Suddenly, the bank didn’t want to loan Brown any more money. He had no money for the inputs required by traditional farming approaches.
That began an evolution in Brown’s understanding of the land. These were lessons learned in a hard way, but have sustained him ever since.
“I tell people, I was glad they didn’t foreclose on us,” Brown said. “Those four years were the hardest thing my wife and I went through, but that was absolutely the best thing that could have happened to us, because we’re learning, God was showing me the principals of nature.”
Brown started growing cover crops after the hail out in his fourth year, and grazing them with livestock. This reintegration of livestock into agriculture proved to be a great benefit to his soil, and was noticeable very quickly.
A second principle Brown learned is to keep cover on the soil, to retain moisture. He considers that “armoring” the soil.
“You shouldn’t see any bare patches of soil,” Brown said.
Not only does covered soil retain moisture longer, it helps provide food for the soil microorganisms that can help plants in so many different ways.
Another principle Brown learned was to diversify the plants in his field.
“If you go out and observe nature, there are no monocultures,” he said. “You don’t see forests of just one species of tree or a field with just one species of grass. That is not how nature functions. Planting a hayfield to a monoculture is one of the worst things you can do.”
Brown also learned to keep living roots in the soil as long as possible.
“If you grow a cash crop, that’s really only collecting sunlight maybe 80 to 100 days of the year, and then there is nothing growing,” he said.
Plants use sunlight to manufacture nutrients and pump them into the soil to attract beneficial microbes, so if there are no roots growing, your beneficial microbes are starving to death.
A sixth principle, Brown said, is that nature always acts in context. You wouldn’t try to grow bananas in North Dakota, he pointed out.
“Yet think of what ranchers are doing here, calving in January and February in North Dakota,” he said. “That is just ridiculous, and I used to do that. But I got wiser, and we just started calving here last week.”
Brown calves the last of May into early June.
“Ranchers think I gotta be there to help the cow if she has problems,” Brown said. “But Native Americans didn’t help the buffalo calve. No one is helping the deer have their fawns.”

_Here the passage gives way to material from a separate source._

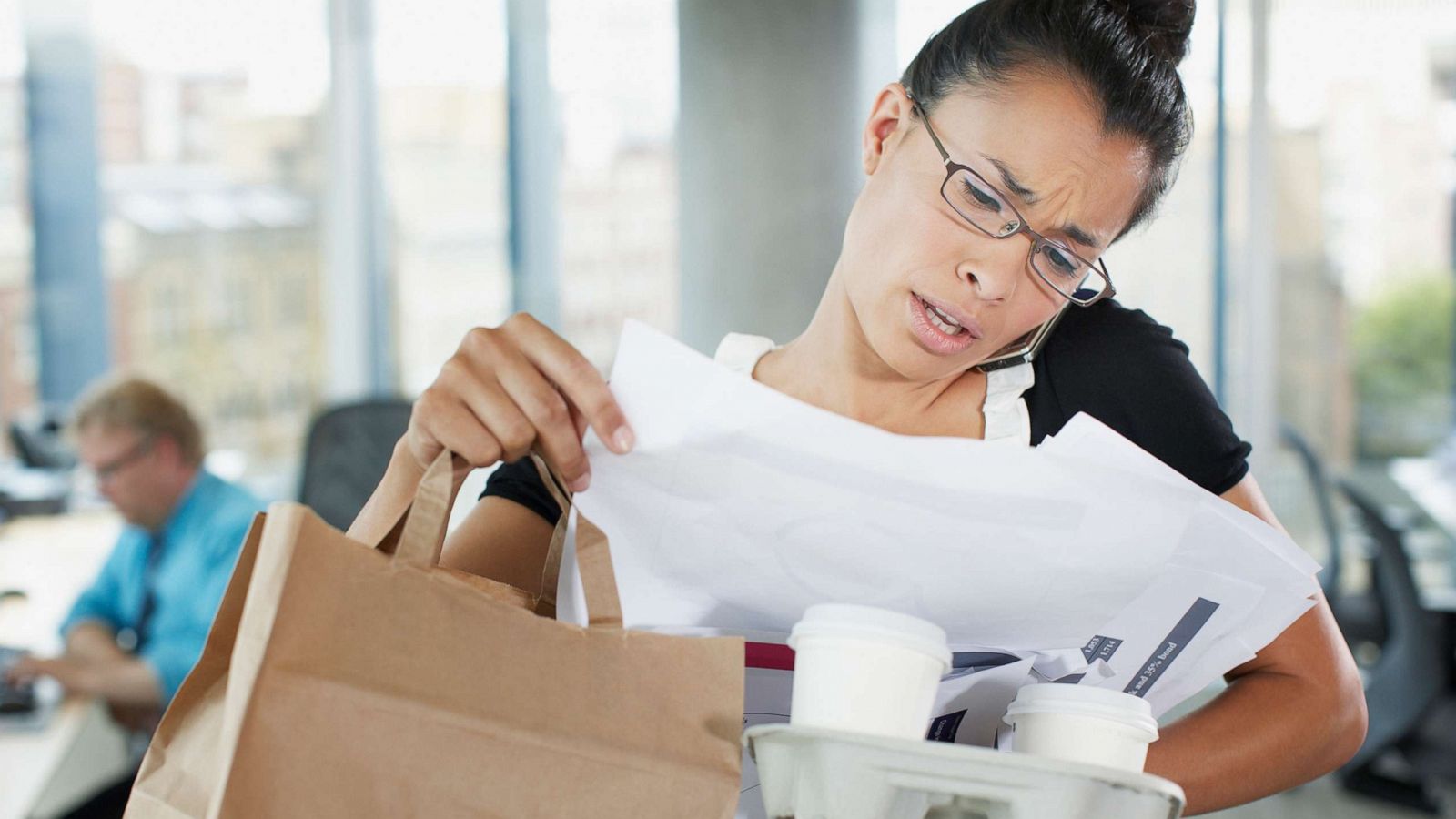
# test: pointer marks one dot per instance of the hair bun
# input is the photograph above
(1162, 24)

Ranchers also want heavier calves in the fall, Brown said, but they can just sell calves later.
“It’s not that big a deal,” he said.
Brown said for the last six, seven years he has not needed and has refused all government payouts.
“I don’t need them,” he said. “I’m making a decent living. I don’t have to rely on a taxpayer subsidy, and that is a good thing. That is the way farming should be. We are not subsidizing Ma, Pa restaurants on Main Street, so why should farmers be subsidized?”

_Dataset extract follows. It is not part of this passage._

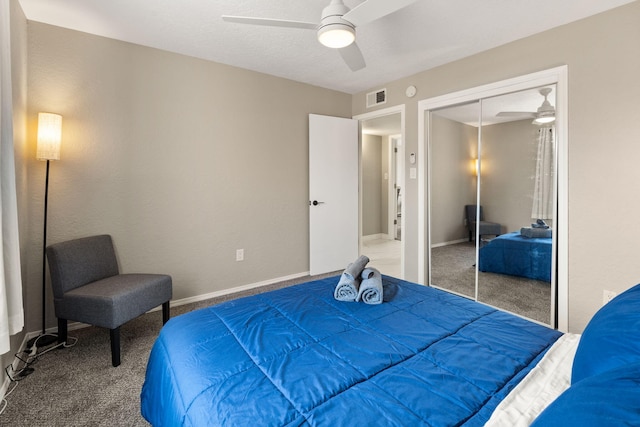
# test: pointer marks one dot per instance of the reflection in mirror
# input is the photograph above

He has developed a competitive edge for his products by having them analyzed for nutritional value and compared to more conventional production methods,. Those studies are finding better nutrition in his nature-focused approach, he said.
Brown’s operation today raises grass-finished beef and lambs, as well as pigs, turkey and honey. He sells direct to consumers, and has done well during the COVID-19 pandemic, selling out of chicken.
He prefers selling direct to consumers.
“We want to be price makers, not price takers,” he said. “We set the prices on everything we grow and raise and make sure it is above our cost of production so I can make a living.”